Scrape and ingest web pages into a Pinecone RAG stack with Firecrawl and OpenAI
https://n8nworkflows.xyz/workflows/scrape-and-ingest-web-pages-into-a-pinecone-rag-stack-with-firecrawl-and-openai-13964
# Scrape and ingest web pages into a Pinecone RAG stack with Firecrawl and OpenAI
## 1. Workflow Overview
This workflow serves two related purposes:
1. **Ingestion pipeline:** accept a URL through an HTTP webhook, validate and normalize it, scrape the page content with Firecrawl, generate OpenAI embeddings, and store the resulting vectors in a Pinecone index.
2. **RAG chat interface:** expose a chat entry point that lets users query the indexed knowledge base using an agent backed by an OpenRouter chat model, Pinecone retrieval, OpenAI embeddings, and Cohere reranking.
The workflow is organized into the following logical blocks.
### 1.1 Ingestion Entry and URL Validation
Receives a POST request containing a URL, checks whether the input is present and valid, and either forwards a normalized URL for scraping or returns a validation error response.
### 1.2 Web Scraping and Vector Ingestion
Uses Firecrawl to scrape the target page into structured content, transforms that content into documents, generates embeddings, and inserts them into Pinecone.
### 1.3 Ingestion Response Handling
Returns the final HTTP response to the original webhook caller after ingestion completes, or a 422 response when validation fails.
### 1.4 Chat-Based Retrieval Interface
Provides a second entry point through an n8n chat trigger, then routes the user query into an agent that can retrieve knowledge from Pinecone.
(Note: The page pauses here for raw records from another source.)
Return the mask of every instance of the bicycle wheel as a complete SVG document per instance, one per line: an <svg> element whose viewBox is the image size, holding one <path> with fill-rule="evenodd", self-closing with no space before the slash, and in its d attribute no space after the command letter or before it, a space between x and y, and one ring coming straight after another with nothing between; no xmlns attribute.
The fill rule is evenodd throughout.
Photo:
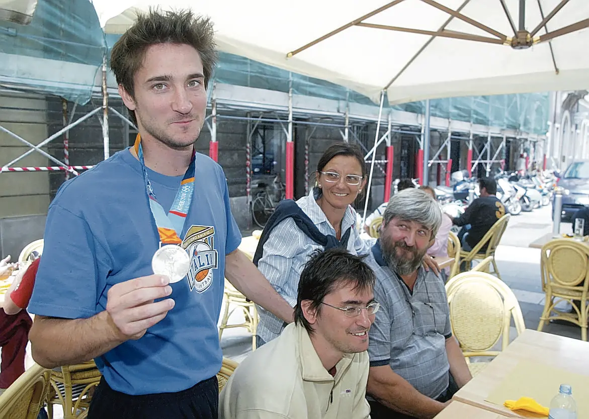
<svg viewBox="0 0 589 419"><path fill-rule="evenodd" d="M258 196L252 203L252 218L260 228L264 228L264 226L268 222L268 219L273 212L274 209L272 208L271 203L266 195Z"/></svg>

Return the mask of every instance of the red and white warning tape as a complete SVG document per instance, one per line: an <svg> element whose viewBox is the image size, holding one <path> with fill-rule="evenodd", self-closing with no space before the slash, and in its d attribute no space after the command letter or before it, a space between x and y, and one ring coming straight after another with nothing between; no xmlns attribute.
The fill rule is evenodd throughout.
<svg viewBox="0 0 589 419"><path fill-rule="evenodd" d="M54 171L58 170L85 170L87 169L91 169L93 166L71 166L69 167L64 166L49 166L41 167L2 167L0 172L2 171Z"/></svg>

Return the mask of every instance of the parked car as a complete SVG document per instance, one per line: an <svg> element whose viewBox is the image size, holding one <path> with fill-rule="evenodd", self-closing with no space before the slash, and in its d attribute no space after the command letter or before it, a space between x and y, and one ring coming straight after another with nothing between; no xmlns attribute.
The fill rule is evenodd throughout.
<svg viewBox="0 0 589 419"><path fill-rule="evenodd" d="M564 188L561 221L573 222L575 212L589 206L589 160L575 160L558 176L558 186ZM554 217L554 203L552 213Z"/></svg>

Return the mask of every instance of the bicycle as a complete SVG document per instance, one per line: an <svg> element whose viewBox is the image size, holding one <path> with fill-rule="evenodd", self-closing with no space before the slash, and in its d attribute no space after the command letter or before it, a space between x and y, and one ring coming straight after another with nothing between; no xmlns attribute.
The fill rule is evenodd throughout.
<svg viewBox="0 0 589 419"><path fill-rule="evenodd" d="M265 183L258 184L259 190L252 202L252 217L260 228L263 229L268 219L274 213L278 203L284 199L284 186L279 176L274 178L272 193L269 193Z"/></svg>

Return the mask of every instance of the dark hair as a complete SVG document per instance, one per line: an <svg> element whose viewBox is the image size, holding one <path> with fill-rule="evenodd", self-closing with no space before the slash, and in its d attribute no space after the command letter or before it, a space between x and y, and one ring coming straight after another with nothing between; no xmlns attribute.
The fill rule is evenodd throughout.
<svg viewBox="0 0 589 419"><path fill-rule="evenodd" d="M332 159L338 156L356 157L356 160L358 161L362 169L362 177L366 177L366 167L364 162L364 156L362 154L362 151L355 144L349 143L337 143L333 146L330 146L329 148L326 150L321 156L319 162L317 163L317 173L322 171Z"/></svg>
<svg viewBox="0 0 589 419"><path fill-rule="evenodd" d="M355 290L372 289L376 279L372 269L363 262L365 257L351 255L342 248L313 252L300 274L294 322L312 334L313 326L303 314L303 301L310 301L311 308L320 314L321 302L337 287L353 284Z"/></svg>
<svg viewBox="0 0 589 419"><path fill-rule="evenodd" d="M135 74L143 64L147 48L158 44L183 44L198 52L206 88L217 64L213 35L210 19L195 16L190 10L162 12L150 9L147 14L138 14L137 21L119 38L111 52L110 66L117 84L133 97ZM129 112L136 125L135 113Z"/></svg>
<svg viewBox="0 0 589 419"><path fill-rule="evenodd" d="M401 179L397 184L397 190L399 192L401 192L403 189L409 189L410 187L415 187L415 185L413 184L413 180L408 177Z"/></svg>
<svg viewBox="0 0 589 419"><path fill-rule="evenodd" d="M497 183L492 177L481 177L479 179L479 188L481 190L485 188L487 193L494 195L497 193Z"/></svg>
<svg viewBox="0 0 589 419"><path fill-rule="evenodd" d="M434 198L435 199L436 192L434 190L434 188L432 188L429 185L421 185L421 186L419 186L418 189L421 189L422 190L425 190L426 192L429 192L429 193L432 194L432 195L434 196Z"/></svg>

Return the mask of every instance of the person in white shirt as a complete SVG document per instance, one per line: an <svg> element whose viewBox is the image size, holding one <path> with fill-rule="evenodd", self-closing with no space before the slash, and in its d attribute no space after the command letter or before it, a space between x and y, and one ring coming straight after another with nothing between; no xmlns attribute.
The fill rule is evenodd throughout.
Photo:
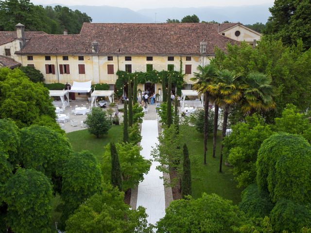
<svg viewBox="0 0 311 233"><path fill-rule="evenodd" d="M149 97L148 96L148 94L146 93L146 95L145 95L145 103L147 103L149 104L149 101L148 101L148 98L149 98Z"/></svg>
### 1.5 LLM, Memory, Retrieval, Embeddings, and Reranking
Supplies the chat agent with its required supporting components: OpenRouter as the language model, buffer memory for conversation continuity, Pinecone retrieval as a tool, OpenAI embeddings for query vectorization, and Cohere reranking for retrieval quality improvement.
---
## 2. Block-by-Block Analysis
## 2.1 Ingestion Entry and URL Validation
**Overview:**
This block accepts a URL via webhook and ensures it is present and syntactically acceptable before any external API call is made. It is the main safeguard against invalid ingestion requests.
**Nodes Involved:**
- Receive URL
- Validate and normalize URL
- Return URL validation error
### Node Details
#### Receive URL
- **Type and technical role:** `n8n-nodes-base.webhook`
HTTP entry point for ingestion requests.
- **Configuration choices:**
- HTTP method: `POST`
- Response mode: `responseNode`, meaning a dedicated Respond to Webhook node must send the HTTP response.
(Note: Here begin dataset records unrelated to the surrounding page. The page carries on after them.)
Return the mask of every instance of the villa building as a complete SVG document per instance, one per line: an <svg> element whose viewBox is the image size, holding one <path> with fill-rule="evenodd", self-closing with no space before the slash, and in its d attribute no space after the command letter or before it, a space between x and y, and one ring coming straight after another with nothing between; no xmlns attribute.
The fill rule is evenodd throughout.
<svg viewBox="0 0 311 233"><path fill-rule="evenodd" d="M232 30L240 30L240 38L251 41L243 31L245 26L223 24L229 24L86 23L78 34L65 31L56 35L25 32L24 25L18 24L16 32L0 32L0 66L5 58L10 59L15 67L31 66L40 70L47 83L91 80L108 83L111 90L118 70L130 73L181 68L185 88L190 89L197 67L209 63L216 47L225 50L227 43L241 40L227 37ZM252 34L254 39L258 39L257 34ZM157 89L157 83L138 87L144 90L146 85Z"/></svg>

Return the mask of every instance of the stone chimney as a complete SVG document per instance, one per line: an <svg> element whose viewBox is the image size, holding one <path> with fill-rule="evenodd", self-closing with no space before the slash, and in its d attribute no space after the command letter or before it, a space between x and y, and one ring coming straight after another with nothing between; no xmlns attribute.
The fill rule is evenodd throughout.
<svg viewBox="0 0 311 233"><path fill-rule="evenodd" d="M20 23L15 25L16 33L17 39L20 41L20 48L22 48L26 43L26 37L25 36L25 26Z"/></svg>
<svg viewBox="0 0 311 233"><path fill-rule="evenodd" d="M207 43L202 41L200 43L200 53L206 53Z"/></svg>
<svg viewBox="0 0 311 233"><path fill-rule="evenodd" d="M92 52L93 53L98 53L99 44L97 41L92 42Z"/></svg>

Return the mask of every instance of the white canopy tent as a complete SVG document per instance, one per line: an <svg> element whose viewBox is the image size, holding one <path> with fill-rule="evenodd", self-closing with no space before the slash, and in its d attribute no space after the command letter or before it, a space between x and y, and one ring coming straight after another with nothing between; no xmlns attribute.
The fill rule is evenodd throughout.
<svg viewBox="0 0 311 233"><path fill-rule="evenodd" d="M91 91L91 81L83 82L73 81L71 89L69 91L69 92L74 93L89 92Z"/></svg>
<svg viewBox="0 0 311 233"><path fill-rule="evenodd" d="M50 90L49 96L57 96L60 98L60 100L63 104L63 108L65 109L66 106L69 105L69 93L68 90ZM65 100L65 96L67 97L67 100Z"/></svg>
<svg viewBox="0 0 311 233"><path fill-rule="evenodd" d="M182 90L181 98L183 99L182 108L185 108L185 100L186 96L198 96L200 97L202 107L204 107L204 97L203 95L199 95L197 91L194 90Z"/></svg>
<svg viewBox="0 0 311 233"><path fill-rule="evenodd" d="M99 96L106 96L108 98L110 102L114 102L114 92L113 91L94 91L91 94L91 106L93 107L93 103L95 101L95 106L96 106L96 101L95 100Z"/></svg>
- Webhook path is a generated UUID-like path.
- **Key expressions or variables used:**
None internally; downstream nodes read `body.url`.
- **Input and output connections:**
- No input
- Outputs to: `Validate and normalize URL`
- **Version-specific requirements:**
Uses webhook node version `2.1`.
- **Edge cases or potential failure types:**
- If the workflow is inactive, production webhook calls will fail.
- If the caller sends malformed JSON or omits `url`, downstream validation will reject it.
- Since response mode is handled by another node, missing response execution could leave requests hanging.
- **Sub-workflow reference:**
None
#### Validate and normalize URL
- **Type and technical role:** `n8n-nodes-base.code`
Custom JavaScript validation and normalization layer.
- **Configuration choices:**
- `onError` is set to `continueErrorOutput`, allowing execution to continue even if the code throws an error.
- Reads the first incoming items request body.
- Normalizes the URL by stripping protocol and path, validating only the domain, then rebuilding a normalized `https://domain` URL.
- **Key expressions or variables used:**
- `const body = $input.first().json.body;`
- `const raw = body?.url?.trim();`
- Domain extraction:
- remove protocol with `^https?://`
- remove path with `/.*$`
- Validation regex:
- `/^[a-zA-Z0-9]([a-zA-Z0-9\-]{0,61}[a-zA-Z0-9])?(\.[a-zA-Z]{2,})+$/`
- **Input and output connections:**
- Input from: `Receive URL`
- Outputs to:
- `Scrape page with Firecrawl`
- `Return URL validation error`
- **Version-specific requirements:**
Uses code node version `2`.
- **Edge cases or potential failure types:**
- Missing `url` returns a JSON object with `status: 422`, but does not throw.
- Invalid domains throw an error.
- The regex accepts domains but does not validate full URLs with paths, query strings, IP addresses, localhost, or uncommon TLD patterns.
- Any submitted path is discarded intentionally.
- Because both downstream nodes are connected from the main output, response behavior depends on execution semantics and error routing; this deserves testing after import.
- **Sub-workflow reference:**
None
#### Return URL validation error
- **Type and technical role:** `n8n-nodes-base.respondToWebhook`
Sends an HTTP 422 response back to the ingestion caller.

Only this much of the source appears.